Entramos. Ella fue a sentarse detrás de un buró, asumió una cara circunspecta, oficial, de quien se apresta a un interrogatorio en regla, pero le adelanté que no sabía nada, que jamás había visto la cámara, que odiaba a los fotógrafos y a la fotografía. Me incorporé y di unos pasos por la pequeña oficina, con las manos a la espalda, resoplando afectadamente, mientras ella seguía imperturbable, como si pensara en algo lejano y difuso. Abrí la puerta con soberbia, y la miré para que viera que me atrevía a dejarla plantada en su propia oficina: «Muy bien —dijo—, entonces esto no es suyo», y enarboló una foto, la misma que mostraba a mi mujer casi desnuda y manchada de rojo.

Retrocedí.
Me dejé caer en la silla y me alcanzó el cinismo para comparar la foto con la que yo traía. Las imágenes gemelas de mi mujer me hicieron sentir ridículo. La empleada, con voz tranquila, aconsejó:
—Todavía pudiéramos arreglarlo. Si se marcharan ahora mismo…

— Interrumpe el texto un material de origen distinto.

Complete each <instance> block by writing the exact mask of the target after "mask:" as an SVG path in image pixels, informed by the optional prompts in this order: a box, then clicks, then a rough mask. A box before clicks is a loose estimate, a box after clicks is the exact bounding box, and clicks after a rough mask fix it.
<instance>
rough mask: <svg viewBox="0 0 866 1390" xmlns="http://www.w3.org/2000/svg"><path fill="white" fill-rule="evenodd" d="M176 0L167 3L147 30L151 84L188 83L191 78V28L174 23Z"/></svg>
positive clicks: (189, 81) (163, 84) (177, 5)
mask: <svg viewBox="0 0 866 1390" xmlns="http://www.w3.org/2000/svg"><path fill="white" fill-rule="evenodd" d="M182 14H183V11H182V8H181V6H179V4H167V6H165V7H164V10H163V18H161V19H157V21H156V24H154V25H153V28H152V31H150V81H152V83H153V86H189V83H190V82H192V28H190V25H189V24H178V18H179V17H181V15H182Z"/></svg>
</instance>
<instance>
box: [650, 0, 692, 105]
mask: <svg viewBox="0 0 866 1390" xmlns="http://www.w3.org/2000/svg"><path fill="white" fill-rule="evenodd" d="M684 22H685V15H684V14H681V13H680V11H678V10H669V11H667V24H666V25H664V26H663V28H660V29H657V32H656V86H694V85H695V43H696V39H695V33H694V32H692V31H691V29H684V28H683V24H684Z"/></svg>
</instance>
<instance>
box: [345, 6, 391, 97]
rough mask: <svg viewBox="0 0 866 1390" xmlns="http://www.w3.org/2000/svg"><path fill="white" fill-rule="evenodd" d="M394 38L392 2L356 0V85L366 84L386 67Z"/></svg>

Comprendí. Recordé, además, el agobio de mi mujer por tanta conferencia, y corrí a mi habitación. Le dije que nos íbamos, que me sentía cansado, como ella. Parecía sorprendida, pero no se negó. Empacamos en un momento y buscamos las escaleras. Al pasar frente al bar en el primer piso, llamado cínicamente Salón Rojo, se me ocurrió mirar, y descubrí al potro acodado en el mostrador, inmóvil. Su vista naufragaba en la copa de bebida que tenía enfrente.